Creek at William's Gulch
The creek was running strong on this trip. This was the first time I have hiked this trail when the water levels were actually at near peak conditions. It was actually a bit tricky to cross without wading in the frigid water. I have done hikes to Rose Peak on this trail, usually during the spring wildflower season when the rains are more sporadic. But on this hike, all of the creeks along the whole hike were running strong, and the cascading water makes really great background sound. I really love it when I get naturally occurring sonic waves like rushing water, gentle wind in high trees, or bird sounds playing in the back of my head. On this hike I was even enjoying sounds from little creeks that I didn’t even know were there before. That’s a great benefit of doing this hike just after thick winter rains. Of course the disadvantage is going to be the mud. Early in the morning there’s ice everywhere, and the ground itself is partially frozen. But if the sun comes out, the surface turns into soupy mud. I used one of my old pair of boots.

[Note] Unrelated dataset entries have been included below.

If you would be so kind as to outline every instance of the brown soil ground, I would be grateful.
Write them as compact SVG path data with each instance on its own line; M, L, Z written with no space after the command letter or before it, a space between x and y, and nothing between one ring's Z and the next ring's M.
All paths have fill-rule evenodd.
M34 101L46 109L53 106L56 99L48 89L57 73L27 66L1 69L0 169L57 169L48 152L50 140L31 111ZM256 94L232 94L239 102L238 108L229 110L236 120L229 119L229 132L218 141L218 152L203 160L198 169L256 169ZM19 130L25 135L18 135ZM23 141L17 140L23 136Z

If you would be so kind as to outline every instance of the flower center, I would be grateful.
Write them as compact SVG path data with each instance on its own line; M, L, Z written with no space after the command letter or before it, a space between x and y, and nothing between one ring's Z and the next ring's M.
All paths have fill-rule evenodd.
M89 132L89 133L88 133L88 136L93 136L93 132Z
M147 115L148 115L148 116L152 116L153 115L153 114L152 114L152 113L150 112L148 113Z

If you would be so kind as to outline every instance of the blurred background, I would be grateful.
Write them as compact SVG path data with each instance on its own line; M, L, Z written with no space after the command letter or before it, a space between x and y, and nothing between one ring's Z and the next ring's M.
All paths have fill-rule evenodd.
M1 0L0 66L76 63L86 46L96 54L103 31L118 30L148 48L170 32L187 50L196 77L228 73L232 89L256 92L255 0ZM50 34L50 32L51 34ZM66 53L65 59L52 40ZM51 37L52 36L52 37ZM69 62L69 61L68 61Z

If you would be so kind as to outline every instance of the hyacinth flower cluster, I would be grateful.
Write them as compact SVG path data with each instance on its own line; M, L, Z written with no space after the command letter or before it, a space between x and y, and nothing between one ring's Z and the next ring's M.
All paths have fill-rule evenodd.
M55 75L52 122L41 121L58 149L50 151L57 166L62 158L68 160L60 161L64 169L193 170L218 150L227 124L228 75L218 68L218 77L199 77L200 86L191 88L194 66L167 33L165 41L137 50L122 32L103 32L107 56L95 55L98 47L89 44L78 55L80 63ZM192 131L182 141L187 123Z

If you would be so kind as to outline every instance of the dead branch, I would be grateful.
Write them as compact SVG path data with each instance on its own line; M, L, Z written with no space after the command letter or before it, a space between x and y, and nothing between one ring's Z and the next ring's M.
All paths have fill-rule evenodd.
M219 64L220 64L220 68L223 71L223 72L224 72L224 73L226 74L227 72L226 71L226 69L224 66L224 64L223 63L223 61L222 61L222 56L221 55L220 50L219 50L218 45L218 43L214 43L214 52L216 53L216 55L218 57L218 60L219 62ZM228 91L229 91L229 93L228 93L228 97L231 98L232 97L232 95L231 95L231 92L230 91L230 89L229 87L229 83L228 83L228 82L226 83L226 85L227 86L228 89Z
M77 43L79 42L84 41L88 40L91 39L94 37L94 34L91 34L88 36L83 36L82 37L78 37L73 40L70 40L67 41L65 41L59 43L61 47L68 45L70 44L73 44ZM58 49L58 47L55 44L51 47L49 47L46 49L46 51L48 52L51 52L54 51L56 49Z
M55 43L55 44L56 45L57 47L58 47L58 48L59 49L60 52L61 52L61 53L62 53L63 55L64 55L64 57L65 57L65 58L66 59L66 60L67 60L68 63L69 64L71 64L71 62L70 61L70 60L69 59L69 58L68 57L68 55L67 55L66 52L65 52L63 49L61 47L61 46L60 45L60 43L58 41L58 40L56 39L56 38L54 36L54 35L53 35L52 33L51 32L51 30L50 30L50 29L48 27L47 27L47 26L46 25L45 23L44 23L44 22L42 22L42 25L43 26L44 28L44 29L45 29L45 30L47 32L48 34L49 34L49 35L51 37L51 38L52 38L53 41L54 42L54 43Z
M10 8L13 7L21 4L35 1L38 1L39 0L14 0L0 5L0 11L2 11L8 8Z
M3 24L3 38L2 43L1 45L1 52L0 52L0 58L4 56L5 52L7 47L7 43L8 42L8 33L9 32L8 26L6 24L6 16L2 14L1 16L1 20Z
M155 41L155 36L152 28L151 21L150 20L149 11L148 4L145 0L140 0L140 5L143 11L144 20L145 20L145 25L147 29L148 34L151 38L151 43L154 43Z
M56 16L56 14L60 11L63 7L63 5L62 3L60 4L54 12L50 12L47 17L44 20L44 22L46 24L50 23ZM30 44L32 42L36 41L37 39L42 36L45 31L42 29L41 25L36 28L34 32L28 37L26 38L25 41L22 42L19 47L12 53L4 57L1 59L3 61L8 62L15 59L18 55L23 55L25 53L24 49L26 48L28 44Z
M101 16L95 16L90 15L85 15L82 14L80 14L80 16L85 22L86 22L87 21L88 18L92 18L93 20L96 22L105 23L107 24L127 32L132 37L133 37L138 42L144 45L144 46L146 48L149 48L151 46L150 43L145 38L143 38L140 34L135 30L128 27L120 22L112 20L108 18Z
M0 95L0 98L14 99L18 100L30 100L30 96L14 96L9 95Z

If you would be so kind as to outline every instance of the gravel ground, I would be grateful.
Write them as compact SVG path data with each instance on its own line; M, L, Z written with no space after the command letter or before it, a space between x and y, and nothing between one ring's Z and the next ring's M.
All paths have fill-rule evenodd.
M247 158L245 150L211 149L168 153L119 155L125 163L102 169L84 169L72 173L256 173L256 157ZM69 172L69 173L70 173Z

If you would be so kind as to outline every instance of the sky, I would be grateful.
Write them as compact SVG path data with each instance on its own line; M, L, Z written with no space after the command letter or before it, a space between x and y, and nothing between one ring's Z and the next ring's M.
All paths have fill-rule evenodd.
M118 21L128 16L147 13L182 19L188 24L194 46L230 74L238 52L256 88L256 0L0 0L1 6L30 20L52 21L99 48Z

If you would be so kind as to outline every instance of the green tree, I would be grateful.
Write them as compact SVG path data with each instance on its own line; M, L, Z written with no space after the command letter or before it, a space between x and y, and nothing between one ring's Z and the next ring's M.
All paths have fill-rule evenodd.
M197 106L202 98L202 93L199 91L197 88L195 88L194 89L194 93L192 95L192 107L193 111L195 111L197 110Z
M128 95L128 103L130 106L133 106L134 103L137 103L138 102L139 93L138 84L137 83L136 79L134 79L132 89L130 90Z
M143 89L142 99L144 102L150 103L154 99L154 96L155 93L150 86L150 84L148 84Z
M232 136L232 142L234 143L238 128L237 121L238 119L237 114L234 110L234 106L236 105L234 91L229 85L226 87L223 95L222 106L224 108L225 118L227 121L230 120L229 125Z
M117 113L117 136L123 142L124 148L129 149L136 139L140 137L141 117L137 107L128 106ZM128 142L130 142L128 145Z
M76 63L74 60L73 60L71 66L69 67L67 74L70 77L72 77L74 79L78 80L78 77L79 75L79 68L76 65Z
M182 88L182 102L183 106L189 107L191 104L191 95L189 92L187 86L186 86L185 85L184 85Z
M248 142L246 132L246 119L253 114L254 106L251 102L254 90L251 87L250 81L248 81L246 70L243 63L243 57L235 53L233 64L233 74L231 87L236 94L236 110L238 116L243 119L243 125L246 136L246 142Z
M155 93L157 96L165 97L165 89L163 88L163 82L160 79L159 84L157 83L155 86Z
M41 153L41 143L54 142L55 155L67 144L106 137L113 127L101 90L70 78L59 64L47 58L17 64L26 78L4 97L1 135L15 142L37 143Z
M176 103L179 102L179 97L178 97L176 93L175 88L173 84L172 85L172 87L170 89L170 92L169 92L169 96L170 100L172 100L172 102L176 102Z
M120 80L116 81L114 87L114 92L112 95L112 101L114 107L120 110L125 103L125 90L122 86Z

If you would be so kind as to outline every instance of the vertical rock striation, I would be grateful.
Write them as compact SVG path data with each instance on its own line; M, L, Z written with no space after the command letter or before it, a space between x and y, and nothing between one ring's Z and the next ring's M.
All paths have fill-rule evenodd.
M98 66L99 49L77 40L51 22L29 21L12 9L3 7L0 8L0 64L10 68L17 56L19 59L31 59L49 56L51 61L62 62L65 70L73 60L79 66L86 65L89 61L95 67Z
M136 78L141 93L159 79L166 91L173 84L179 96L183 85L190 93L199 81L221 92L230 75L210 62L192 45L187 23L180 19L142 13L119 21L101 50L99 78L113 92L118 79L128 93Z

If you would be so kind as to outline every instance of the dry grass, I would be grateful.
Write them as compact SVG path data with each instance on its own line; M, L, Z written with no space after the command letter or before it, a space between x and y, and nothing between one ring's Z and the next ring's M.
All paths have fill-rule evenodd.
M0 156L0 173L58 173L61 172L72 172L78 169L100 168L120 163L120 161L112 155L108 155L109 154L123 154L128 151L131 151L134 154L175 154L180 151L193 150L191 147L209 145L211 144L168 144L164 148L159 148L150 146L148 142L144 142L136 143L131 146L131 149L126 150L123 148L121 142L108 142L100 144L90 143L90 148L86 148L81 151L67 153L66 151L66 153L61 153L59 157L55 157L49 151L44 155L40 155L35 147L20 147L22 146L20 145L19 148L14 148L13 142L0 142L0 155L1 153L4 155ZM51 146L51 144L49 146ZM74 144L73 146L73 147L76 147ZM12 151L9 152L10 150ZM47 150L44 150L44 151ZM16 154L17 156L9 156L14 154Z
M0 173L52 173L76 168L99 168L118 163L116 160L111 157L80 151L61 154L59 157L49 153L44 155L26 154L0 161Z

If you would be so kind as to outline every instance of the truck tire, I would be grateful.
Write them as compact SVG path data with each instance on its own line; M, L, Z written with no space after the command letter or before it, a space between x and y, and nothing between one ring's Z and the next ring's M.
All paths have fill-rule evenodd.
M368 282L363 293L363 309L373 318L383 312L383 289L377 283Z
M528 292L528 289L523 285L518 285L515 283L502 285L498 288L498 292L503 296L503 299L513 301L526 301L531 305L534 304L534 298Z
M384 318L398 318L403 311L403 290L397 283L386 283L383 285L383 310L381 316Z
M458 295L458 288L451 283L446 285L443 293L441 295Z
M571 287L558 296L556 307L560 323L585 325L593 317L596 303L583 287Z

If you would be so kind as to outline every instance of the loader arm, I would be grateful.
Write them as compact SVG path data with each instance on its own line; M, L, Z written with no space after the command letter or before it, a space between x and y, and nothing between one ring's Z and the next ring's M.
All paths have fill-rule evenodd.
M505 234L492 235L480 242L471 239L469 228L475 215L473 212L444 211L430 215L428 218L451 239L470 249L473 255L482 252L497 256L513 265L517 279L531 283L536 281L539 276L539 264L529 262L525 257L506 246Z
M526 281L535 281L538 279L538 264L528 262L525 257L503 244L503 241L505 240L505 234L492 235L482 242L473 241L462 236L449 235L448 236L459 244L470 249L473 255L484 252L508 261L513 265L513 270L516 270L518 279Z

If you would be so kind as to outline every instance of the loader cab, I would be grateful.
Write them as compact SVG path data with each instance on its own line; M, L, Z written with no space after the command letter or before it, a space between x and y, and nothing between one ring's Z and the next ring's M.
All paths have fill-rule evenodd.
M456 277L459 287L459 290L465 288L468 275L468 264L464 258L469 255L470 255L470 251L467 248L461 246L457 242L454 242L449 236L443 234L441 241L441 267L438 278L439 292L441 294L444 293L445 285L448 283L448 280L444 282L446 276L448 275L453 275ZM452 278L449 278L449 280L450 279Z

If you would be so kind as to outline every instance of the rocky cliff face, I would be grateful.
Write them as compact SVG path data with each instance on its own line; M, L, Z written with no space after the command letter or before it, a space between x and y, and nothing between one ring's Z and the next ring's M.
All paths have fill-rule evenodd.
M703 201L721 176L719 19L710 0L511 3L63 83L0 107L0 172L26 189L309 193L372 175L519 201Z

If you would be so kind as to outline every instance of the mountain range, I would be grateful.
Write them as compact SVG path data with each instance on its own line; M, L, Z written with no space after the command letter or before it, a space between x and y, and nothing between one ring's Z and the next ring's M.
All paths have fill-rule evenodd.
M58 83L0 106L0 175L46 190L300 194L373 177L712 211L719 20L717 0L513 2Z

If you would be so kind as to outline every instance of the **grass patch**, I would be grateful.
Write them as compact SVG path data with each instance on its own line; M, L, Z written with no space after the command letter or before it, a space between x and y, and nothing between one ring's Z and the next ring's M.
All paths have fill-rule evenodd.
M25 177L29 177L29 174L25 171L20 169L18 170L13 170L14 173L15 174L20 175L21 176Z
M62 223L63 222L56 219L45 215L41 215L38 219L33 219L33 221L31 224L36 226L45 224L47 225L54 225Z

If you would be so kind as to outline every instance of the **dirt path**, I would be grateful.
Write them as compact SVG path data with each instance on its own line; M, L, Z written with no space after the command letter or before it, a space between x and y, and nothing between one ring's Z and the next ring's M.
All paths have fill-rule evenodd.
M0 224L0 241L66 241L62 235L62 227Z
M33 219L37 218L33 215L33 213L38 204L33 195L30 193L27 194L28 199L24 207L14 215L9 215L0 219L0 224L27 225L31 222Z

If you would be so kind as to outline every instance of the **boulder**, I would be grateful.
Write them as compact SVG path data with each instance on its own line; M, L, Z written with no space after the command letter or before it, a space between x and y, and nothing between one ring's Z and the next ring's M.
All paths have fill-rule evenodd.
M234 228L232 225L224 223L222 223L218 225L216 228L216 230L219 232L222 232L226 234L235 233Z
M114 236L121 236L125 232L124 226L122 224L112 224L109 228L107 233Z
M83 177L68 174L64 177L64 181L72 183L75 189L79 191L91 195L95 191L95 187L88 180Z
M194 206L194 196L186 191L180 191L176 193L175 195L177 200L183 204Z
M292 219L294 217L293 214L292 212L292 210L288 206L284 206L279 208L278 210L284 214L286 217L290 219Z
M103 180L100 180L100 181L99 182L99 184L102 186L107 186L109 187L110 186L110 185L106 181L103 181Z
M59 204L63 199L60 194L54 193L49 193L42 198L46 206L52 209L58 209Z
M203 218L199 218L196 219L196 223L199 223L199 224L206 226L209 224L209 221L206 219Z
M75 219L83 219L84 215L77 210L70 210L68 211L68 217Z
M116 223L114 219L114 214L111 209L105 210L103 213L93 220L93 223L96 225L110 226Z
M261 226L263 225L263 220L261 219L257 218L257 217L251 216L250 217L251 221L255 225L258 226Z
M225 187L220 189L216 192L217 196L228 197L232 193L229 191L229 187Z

The next section is called “Big Burn”. It’s aptly named as this is a relentless uphill section from the creek bed in William’s Gulch all the way up to the next ridge top at nearly 3400 feet, bringing your total elevation gain to about 3200 feet, and you’ve only hiked about 5.0 miles. In springtime, this is a great section for spotting wildflowers. At 3080 feet is a little outcrop called Schlieper Rock that can easily be scrambled for some fine easterly views, but you can also see pretty well from the trail. The weather conditions on this hike were changing. In the morning it looked kind of if’y, but later some fog came through up high and we had hiked right into it. I was expecting, or should I say hoping, to maybe enjoy clear views which have been good enough in the past to see the mighty Sierra Nevada in all its winter glory, however the high fog was thoroughly preventing that. Instead we got very chilly winds and sub 40 temperatures. No matter; we were having fun just the same. Turning the corner at the partially frozen Johnny’s Pond (no clue who Johnny was), we headed down to Murietta Fall.

Murietta Fall
Murietta Fall occurs when a couple of very seasonal creeks join together and flow down a large crevasse cutting down the center of a large jagged rock formation jutting form the hills. The rock formation can be seen while hiking down the trail, but the water eroded crevasse is so deep that you cannot see the actual fall until you hike all the way down to the bottom. The trail to get there is not marked, and is almost un-noticeable. It would be easy to walk right past it if you did not know what to look for. You walk out along the rocks and climb down a steep trail almost scrambling in places down to about 2857 feet at the base of the fall. That makes Murietta the highest waterfall in the bay area. On this day, it was flowing strong; much stronger than I have ever seen it. The fall comes cascading down the jagged course of rock and splashes into a little pool at the bottom, the sonic embellishment making it a perfect place to relax for awhile. On the hike out we spotted a golden eagle, but not close enough for pictures. The eagle is unmistakable with such a commanding swift soar, its flight feathers extended like flaps, nary flapping its wings at all, cutting over the terrain. The sun came out for awhile on the way back making the trails even soupier, but we expected that. We found that walking through patches of snow works great for cleaning boot soles. So that’s my hot tech tip for today. We had a fine time even though the better weather would have been on Sunday. You can view my trip report with GPS track and photos at EveryTrail.
(fixed the track log)


Chris Marks said...

One of my favorite hikes around the Bay. Murietta falls is an absolute gem and even on a weekend you can have it just about to yourself. Timing IS everything with Murietta. Jan/Feb is always the ideal time to visit - but even then only after a big downpour.

Waypoints said...

So true. This was the only time I've actually caught Murietta in peak flow. I love to do the Ohlone trail in spring for the wildflowers, but I usually don't divert over to the fall. Just as well because it's usually not flowing very well then.